The TMF-based background filter and the minimum track length filter showed improved results, especially in precision, indicating that both algorithms significantly reduce false positive detections. However, both filters also reduce true positive detections, leading to a decrease in recall. As shown in
Figure 8, true objects typically have a high probability score from the teacher network, so falsely filtered objects are unlikely to impact the student’s loss significantly. Since the background filter combined with the minimum track length filter achieves the highest F1 score, this combination is chosen as the filtering algorithm for this work.
3.5.2. Voting Strategies for Tracking Objects
Comparing the different voting strategies (see
Table 8), it is observed that soft vote and max score vote produce the worst results, likely due to a comparatively high number of false detections with high scores.
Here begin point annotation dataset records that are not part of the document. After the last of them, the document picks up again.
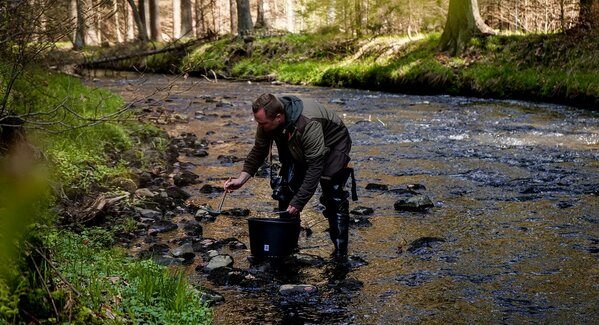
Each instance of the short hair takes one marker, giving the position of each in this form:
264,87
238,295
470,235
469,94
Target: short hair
271,105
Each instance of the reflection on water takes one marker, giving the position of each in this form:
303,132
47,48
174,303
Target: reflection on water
515,187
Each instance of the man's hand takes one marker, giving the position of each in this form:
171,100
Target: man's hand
231,185
292,210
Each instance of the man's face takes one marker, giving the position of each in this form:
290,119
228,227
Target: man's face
267,124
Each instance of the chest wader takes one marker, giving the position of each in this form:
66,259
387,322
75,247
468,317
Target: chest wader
335,200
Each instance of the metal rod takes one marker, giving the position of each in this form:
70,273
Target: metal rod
220,206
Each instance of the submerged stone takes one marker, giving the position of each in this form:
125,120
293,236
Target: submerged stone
415,203
423,242
377,187
362,211
297,289
161,226
218,261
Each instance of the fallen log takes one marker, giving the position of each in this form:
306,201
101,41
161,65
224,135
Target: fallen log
174,47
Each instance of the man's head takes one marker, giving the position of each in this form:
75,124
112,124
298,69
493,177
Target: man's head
268,112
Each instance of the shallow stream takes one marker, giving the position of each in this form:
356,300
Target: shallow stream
515,188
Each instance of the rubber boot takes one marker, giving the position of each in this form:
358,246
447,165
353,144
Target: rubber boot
334,199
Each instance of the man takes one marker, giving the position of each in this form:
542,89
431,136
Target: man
313,145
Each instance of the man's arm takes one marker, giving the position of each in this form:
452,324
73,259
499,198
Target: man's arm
314,153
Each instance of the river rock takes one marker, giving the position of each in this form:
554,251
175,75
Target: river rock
154,250
205,245
362,211
211,297
185,178
203,214
236,212
422,243
161,226
377,187
184,251
228,160
415,203
193,228
226,276
177,193
144,193
218,261
208,189
124,183
168,260
224,103
198,153
360,221
297,289
149,214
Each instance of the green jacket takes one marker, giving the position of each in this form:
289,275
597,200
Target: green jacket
314,138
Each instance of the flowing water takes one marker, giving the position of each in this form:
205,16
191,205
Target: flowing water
515,188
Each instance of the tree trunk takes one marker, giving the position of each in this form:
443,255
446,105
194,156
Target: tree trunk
117,22
186,19
244,17
141,27
463,22
358,17
79,38
155,31
589,13
89,16
176,19
233,16
130,24
290,9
Major vote proves more reliable as it includes all detections in the decision process. However, the minor change in the number of TPs indicates a low number of identity switches in the dataset
, so the comparison is not entirely conclusive. Combined with the chosen filtering algorithms described above, the overall F1 score improves significantly by 6.4 percentage points.
3.6. Future Application
This methodology enables reliable, scalable traffic detection through thermal imaging in diverse environments, addressing the traditional limitations of location-specific training data and high retraining costs. By introducing a framework that quickly adapts to new viewpoints, this approach achieves high detection accuracy and broad generalizability with minimal human intervention.
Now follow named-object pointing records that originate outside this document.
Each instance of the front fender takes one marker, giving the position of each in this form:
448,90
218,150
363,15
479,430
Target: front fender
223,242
The system provides dual advantages: quick adaptation to novel sites without the need for retraining from scratch and long-term performance enhancement through cumulative learning. Critically, it supports rapid updates for deployed systems, accommodating new locations or changing environmental conditions without compromising existing performance—a significant advancement for maintaining system reliability over time. Using video data collected under varied conditions, this framework demonstrates consistently improved detection across both new and previously seen viewpoints. Future implementations could further enhance generalizability by training on data from multiple new locations simultaneously, comparable to training on the whole dataset. Additionally, the system’s ability to be deployed on edge devices such as the Jetson Xavier NX and powered by street lamps ensures low-power consumption, cost-effectiveness, and scalability, making it suitable for wide-scale urban deployment. This approach also holds promise for integration with smart city infrastructures, enabling real-time traffic monitoring and more efficient management of urban traffic systems.
Future applications could address the need for sensor failure detection, such as camera misalignment or thermal sensor issues, which are not automatically detected in the current framework. However, the architecture of the system is flexible, and these mechanisms can be incorporated in future versions.